Kalonymos erwiderte: »Das sagt der Brief nicht. Aber der Bote, der ihn brachte, hat ein großes Zeltlager der Feinde Gottes vor Worms gesichtet. Ein wilder Haufen von beiden Seiten des Rheins hätte sich dort versammelt. ›Sie kamen aus allen Himmelsrichtungen und mit jedem Tag wurden es mehr.‹ Das hat er mir noch gesagt, bevor er weiterzog.«

»Sie sind schon in Worms, nur zwei Tagesmärsche entfernt.« Schmuels Stimme überschlug sich.

»Der Bischof von Speyer, der gute Johann, hat eingegriffen. Das wird auch in Worms geschehen, und das würde auch in Mainz so sein. Bischof Ruthard ist auf unserer Seite«, bemerkte Chaim, unsicher darüber, ob seine Stimme die Festigkeit hatte, die er ihr geben wollte.

»Ich hoffe, du hast recht. Ganz sicher hast du recht.« Kalonymos kratzte sich an seinem mächtigen Hinterkopf. »Aber auch wir sollten unseren Teil beitragen, falls Emichos Heer vor Mainz auftauchen sollte. Wir müssen dem Bischof unsere Unterstützung anbieten. Ich schlage vor, wir fordern unsere Männer auf, sich zur Verteidigung der Stadt bereitzuhalten.«

Schmuel zog den Kopf zwischen die Schultern. »Für die Kampferfahrenen unter uns ist dies sicherlich angemessen.« Er richtete sich auf und fügte hinzu: »Aber Geld werden wir auch benötigen, um den Bischof für uns einzunehmen.
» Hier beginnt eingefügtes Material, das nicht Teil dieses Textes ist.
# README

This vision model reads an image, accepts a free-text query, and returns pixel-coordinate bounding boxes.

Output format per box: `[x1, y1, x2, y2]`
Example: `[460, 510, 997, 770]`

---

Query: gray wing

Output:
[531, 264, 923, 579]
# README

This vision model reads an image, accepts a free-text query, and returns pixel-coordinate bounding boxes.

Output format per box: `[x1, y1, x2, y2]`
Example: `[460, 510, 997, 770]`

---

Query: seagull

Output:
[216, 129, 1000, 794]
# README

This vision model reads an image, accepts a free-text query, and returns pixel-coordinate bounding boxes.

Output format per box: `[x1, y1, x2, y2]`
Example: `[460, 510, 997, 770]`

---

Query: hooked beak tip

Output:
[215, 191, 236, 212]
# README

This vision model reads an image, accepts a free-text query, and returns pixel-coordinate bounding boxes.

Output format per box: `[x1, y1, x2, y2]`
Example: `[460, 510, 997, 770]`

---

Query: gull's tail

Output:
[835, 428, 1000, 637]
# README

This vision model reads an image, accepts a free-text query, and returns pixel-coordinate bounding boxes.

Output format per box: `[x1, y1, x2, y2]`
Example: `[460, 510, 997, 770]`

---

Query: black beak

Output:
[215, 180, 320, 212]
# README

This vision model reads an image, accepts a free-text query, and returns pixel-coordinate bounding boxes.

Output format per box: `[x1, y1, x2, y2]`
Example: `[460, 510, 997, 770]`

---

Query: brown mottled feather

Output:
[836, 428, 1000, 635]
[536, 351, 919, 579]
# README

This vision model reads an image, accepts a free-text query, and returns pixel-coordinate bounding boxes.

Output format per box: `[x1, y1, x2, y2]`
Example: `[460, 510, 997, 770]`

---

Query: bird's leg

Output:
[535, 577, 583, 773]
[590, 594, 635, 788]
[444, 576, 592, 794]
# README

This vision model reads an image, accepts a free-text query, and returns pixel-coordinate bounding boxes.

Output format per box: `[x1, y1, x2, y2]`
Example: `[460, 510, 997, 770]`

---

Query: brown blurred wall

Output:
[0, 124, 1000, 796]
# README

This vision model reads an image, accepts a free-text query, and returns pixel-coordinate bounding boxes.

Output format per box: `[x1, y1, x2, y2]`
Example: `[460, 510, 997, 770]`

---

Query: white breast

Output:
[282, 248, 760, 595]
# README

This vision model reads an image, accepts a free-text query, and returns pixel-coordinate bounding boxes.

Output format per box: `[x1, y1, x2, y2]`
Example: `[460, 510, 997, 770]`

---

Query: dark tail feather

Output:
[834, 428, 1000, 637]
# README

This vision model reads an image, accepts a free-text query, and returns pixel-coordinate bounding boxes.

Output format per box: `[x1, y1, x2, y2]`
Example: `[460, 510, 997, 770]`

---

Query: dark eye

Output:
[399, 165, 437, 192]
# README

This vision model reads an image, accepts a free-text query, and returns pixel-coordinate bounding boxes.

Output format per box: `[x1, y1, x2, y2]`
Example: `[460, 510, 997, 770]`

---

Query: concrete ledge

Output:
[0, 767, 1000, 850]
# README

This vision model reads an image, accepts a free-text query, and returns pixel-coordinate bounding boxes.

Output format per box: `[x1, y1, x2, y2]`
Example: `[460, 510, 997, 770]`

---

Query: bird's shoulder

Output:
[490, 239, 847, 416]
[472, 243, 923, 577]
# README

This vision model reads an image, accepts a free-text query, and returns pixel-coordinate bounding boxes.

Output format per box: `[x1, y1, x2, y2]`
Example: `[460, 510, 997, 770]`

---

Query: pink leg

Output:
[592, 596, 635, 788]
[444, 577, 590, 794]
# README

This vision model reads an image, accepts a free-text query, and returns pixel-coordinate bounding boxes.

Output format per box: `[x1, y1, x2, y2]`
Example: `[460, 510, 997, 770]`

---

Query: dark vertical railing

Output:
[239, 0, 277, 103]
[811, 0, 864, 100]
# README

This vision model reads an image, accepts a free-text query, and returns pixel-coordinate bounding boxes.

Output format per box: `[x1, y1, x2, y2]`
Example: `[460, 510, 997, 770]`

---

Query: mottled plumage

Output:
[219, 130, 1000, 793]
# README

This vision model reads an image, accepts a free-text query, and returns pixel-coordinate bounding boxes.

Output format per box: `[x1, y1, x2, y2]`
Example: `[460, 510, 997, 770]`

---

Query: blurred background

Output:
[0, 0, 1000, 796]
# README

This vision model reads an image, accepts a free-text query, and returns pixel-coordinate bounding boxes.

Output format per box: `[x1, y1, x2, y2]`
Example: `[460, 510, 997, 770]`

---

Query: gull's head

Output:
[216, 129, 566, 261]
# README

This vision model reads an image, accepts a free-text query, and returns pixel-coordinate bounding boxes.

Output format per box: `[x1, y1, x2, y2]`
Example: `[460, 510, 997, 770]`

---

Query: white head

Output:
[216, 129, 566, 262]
Er wird sich gut überlegen, ob er das Leben seiner Männer für uns riskieren wird.«

Chaim schüttelte den Kopf. »Es ist seine Pflicht, uns zu schützen. Er hat dem Kaiser gehorsam zu sein.«

»Sei kein Narr! Uns Juden wurde schon viel versprochen«, ereiferte sich Schmuel. »Und wenn es darauf ankam, wurden die Christen zu geknicktem Rohr. Erinnert euch daran, was vor zwölf Jahren geschah, nach dem großen Feuer. Wir Juden sollten es gelegt haben, wurde von einigen der Bürger behauptet, obwohl die Häuser der Unseren mit den anderen gebrannt haben. Daraufhin mussten viele von uns die Stadt verlassen.«

»Die meisten konnten nach Speyer ziehen, wo sie vom damaligen Bischof Rüdiger freundlich aufgenommen wurden«, wendete Chaim ein. »Und es ist noch keine sieben Jahre her, da hat Heinrich bestimmt, dass uns Juden Schutz zu gewähren sei. Zwölf Pfund Gold muss derjenige als Strafe bezahlen, der einen von uns zur Taufe zwingt. Und um ganz sicher zu sein, dass, was der Ewige verhindern möge, einer der Unseren aus freien Stücken ihren Glauben annehmen möchte, so hat der Kaiser bestimmt, dass erst nach drei Tagen die Taufe vollzogen werden darf.«

»Das ist schön und gut, aber lass uns dem Bischof unsere Dankbarkeit erweisen. Eine Spende wird er ganz sicher nicht verachten«, erwiderte Schmuel.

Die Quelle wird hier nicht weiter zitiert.